FERC's prior policy on independent system operators (ISOs) and
its voluntary rule on RTOs are failing, contends ELCON.
"Reliability problems (and irrational pricing conditions) are just
as (if not more) endemic of existing ISOs than regions that are not
served by ISOs."
In a white paper filed at FERC, the Electric Power Supply
Association (EPSA) cautioned the Commission against letting RTOs
actively involve themselves in competing generation markets, saying
this could further jeopardize the "reliability and stability" of
the markets in the long term. RTOs should stick to operating
transmission systems in a reliable, non-discriminatory manner, the
Unfortunately, however, nearly all of the existing ISOs - the
California ISO, the PJM Interconnection, the New England ISO and
the New York ISO - "have shown that they are inclined to take on a
significant role in power markets, which can preempt private market
development," the group of energy suppliers noted. Their
intervention is mostly seen in the form of price caps on
generation, EPSA said.
Every operational ISO has invoked price caps this summer. "Price
caps mute price signals that would generate capital to build
generation. Indeed, the mere rumor that the Commission was
considering national price caps for generation a few weeks ago
caused an almost $8 billion exodus in capital from generator stocks
in two days," the Dynegy affiliates noted. Dynegy stock was among
those affected by the rumor.
While FERC has given industry "some guidance" on the issues
influencing reliability, "some of it is dated, some of it is
sketchy, and some of it is unclear and subject to
misinterpretation," the Dynegy affiliates said. "Fortunately,
however, serious (and surprisingly candid and progressive)

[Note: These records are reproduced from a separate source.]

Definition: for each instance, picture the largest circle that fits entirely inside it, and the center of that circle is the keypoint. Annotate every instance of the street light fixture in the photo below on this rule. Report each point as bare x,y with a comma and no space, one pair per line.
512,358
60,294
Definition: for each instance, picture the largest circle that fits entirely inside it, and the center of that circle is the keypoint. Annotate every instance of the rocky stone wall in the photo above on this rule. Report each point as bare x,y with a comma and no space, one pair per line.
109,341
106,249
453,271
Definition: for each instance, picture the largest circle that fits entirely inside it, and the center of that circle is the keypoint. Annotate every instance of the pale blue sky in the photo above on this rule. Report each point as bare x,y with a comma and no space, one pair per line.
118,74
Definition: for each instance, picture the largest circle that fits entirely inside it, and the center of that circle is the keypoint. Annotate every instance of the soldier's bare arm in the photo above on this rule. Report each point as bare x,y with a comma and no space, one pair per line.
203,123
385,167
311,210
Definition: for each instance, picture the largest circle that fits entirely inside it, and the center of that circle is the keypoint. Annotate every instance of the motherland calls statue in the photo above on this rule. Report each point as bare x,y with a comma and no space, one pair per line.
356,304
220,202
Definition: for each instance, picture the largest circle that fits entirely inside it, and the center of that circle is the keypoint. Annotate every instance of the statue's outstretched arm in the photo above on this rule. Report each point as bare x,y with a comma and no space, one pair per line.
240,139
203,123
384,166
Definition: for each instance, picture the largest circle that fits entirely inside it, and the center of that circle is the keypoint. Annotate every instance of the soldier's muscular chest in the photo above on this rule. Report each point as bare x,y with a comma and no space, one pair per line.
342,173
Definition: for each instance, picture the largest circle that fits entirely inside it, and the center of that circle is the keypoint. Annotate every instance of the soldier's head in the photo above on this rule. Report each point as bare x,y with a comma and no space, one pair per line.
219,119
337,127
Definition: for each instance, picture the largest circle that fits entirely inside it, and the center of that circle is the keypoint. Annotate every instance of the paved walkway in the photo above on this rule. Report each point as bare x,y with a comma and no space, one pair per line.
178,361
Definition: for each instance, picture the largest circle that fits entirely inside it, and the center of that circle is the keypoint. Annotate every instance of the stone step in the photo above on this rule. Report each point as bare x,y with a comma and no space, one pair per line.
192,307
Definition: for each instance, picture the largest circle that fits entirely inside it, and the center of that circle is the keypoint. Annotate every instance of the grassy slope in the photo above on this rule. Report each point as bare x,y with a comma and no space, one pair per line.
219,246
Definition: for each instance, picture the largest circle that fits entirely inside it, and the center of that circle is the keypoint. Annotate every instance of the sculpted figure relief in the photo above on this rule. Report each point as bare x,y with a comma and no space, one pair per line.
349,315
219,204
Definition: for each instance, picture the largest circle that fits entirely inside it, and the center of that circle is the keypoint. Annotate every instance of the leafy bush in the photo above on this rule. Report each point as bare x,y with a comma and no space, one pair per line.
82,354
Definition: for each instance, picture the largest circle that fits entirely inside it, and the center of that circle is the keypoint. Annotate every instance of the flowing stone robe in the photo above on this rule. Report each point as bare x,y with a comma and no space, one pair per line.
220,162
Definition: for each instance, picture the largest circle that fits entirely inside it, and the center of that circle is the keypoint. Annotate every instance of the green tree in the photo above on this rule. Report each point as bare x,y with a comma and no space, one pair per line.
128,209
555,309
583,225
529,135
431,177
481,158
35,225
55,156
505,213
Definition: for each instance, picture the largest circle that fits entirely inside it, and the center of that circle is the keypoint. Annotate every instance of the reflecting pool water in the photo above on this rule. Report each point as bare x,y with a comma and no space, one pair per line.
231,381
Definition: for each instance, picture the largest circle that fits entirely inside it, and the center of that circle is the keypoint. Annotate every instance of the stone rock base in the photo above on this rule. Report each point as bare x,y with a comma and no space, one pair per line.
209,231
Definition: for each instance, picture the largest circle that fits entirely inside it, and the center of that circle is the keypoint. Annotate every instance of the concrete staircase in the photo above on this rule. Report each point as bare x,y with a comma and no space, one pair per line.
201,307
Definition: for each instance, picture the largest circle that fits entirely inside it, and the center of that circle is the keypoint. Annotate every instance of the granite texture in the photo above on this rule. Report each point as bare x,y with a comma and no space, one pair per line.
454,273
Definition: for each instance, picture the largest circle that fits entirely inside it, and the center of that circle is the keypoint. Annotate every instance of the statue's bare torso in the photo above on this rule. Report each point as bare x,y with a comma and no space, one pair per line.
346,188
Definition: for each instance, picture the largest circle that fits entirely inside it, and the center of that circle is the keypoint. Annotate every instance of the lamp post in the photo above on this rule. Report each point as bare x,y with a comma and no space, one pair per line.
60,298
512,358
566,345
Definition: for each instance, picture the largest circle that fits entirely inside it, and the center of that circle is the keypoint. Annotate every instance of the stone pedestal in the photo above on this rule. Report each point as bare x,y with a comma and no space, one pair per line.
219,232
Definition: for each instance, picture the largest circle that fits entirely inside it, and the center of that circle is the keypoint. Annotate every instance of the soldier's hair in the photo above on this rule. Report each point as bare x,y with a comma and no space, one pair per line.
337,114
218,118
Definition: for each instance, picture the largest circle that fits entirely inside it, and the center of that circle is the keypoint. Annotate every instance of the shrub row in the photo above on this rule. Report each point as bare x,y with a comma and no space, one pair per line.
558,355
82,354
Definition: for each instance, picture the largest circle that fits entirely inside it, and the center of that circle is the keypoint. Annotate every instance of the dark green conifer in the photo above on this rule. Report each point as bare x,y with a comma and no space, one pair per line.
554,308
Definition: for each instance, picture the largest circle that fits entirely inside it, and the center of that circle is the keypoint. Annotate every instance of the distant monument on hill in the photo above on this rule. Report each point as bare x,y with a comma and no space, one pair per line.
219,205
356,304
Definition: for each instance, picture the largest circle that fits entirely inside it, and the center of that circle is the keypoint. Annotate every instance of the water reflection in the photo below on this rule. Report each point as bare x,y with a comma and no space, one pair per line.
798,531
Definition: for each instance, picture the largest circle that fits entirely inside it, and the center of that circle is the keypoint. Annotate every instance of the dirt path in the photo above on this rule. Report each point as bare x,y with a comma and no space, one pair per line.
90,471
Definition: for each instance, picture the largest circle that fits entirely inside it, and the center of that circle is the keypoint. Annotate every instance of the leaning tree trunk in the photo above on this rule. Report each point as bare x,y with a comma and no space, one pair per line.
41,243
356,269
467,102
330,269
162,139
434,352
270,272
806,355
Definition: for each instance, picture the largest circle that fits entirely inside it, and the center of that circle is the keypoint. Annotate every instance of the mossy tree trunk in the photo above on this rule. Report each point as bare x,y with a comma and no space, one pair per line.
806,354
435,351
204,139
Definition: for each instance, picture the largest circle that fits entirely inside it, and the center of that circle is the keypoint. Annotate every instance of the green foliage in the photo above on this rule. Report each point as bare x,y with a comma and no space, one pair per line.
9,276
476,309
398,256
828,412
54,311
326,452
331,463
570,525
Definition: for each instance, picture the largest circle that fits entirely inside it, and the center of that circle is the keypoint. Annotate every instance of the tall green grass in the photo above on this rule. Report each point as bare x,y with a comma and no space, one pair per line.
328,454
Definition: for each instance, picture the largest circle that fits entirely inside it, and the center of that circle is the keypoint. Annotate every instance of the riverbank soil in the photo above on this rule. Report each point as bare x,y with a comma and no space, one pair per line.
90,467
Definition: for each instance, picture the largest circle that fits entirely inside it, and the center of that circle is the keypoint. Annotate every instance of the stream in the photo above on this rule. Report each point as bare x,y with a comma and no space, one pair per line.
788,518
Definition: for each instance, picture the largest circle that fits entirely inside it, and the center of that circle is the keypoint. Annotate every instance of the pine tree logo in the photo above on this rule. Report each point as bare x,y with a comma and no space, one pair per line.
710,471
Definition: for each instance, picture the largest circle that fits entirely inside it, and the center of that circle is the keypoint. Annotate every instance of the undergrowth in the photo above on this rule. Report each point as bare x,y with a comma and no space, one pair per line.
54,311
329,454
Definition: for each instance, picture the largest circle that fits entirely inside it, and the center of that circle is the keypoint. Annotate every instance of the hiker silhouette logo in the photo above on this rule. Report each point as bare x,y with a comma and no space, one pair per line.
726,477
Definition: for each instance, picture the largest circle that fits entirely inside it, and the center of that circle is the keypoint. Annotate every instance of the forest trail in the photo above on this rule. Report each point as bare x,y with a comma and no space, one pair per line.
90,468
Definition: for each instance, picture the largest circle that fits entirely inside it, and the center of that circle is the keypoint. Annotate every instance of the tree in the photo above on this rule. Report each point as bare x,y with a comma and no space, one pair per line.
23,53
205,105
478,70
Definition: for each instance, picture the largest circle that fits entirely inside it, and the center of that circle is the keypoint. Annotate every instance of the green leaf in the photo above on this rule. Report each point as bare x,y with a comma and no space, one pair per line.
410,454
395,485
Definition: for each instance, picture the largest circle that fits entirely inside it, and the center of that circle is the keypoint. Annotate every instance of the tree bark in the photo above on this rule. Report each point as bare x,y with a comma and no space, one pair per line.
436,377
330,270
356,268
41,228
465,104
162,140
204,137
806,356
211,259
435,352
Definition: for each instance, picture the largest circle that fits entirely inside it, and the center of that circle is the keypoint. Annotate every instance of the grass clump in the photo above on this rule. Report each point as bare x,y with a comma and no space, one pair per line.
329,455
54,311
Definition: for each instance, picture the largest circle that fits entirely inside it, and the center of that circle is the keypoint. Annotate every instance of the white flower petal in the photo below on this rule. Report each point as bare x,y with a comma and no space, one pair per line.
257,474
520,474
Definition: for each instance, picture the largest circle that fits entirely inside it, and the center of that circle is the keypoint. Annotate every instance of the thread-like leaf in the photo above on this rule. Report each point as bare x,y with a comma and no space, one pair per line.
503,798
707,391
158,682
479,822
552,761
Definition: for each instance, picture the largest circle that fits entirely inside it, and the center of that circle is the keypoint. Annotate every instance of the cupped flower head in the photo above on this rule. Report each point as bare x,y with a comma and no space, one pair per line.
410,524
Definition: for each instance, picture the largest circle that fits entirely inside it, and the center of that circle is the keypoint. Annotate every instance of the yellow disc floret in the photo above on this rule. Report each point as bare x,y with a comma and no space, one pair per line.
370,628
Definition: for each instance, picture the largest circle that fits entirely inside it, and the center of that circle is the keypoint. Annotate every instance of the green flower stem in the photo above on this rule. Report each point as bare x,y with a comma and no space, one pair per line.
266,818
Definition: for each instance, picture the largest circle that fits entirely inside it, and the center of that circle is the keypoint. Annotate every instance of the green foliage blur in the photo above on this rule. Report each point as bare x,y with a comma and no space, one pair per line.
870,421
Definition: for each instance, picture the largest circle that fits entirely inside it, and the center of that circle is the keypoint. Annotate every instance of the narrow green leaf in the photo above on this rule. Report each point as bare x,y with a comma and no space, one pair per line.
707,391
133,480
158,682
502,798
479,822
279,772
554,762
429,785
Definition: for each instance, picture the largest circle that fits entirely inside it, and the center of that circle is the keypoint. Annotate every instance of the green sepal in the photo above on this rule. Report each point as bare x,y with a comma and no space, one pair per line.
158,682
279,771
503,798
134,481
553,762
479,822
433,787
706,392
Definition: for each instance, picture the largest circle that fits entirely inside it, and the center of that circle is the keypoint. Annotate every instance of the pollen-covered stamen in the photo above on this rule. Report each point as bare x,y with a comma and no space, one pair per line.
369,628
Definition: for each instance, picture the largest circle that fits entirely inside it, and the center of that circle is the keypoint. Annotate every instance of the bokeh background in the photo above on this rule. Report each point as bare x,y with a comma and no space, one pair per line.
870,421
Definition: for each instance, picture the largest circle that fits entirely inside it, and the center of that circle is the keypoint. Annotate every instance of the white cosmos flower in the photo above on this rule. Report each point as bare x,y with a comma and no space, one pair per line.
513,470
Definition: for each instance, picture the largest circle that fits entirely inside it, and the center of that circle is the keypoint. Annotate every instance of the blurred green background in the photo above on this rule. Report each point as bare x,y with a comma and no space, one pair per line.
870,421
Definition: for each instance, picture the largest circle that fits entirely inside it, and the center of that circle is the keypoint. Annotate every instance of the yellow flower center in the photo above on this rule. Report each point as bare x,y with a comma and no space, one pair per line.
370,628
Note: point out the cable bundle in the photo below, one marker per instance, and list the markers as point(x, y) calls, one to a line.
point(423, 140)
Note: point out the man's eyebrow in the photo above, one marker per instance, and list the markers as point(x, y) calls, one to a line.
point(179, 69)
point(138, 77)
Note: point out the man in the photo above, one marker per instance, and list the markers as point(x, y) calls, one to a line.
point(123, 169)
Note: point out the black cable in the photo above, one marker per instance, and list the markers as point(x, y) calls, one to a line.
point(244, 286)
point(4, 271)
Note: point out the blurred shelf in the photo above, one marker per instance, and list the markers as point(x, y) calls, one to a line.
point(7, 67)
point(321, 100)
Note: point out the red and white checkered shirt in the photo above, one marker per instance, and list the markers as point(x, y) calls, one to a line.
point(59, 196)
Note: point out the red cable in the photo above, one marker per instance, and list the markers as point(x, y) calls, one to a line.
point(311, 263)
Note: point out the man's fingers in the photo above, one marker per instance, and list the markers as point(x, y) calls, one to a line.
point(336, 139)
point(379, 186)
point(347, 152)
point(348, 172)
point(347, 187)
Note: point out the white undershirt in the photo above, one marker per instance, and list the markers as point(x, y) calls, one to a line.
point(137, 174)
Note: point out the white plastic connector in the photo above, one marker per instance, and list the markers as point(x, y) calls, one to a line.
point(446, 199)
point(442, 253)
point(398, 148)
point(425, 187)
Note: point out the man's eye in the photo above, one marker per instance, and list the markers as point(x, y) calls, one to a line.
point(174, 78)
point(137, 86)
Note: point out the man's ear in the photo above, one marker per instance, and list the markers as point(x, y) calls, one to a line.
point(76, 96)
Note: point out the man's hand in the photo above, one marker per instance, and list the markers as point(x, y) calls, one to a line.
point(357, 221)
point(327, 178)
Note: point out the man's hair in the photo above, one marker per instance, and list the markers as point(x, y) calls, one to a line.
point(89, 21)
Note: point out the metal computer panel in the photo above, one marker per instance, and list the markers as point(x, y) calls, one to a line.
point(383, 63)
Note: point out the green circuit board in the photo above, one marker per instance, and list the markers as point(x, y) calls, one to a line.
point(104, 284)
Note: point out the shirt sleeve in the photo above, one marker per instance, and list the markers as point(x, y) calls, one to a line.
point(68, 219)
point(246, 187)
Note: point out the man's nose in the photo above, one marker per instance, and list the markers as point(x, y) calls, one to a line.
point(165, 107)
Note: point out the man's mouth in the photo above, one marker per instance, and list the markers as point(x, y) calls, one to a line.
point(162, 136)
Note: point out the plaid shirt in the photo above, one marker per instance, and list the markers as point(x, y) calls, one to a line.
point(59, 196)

discussion on these issues is taking place as market participants
meet to decide their RTOs. Indeed, momentum is growing in some
parts of the industry to move decidedly away from contract path,
after-the-fact pricing [for transmission] and to a model where
power can be bought and sold in a forward market through the use of
hedging tools that provide price certainty. These discussions are
occurring largely without the benefit of Commission participation."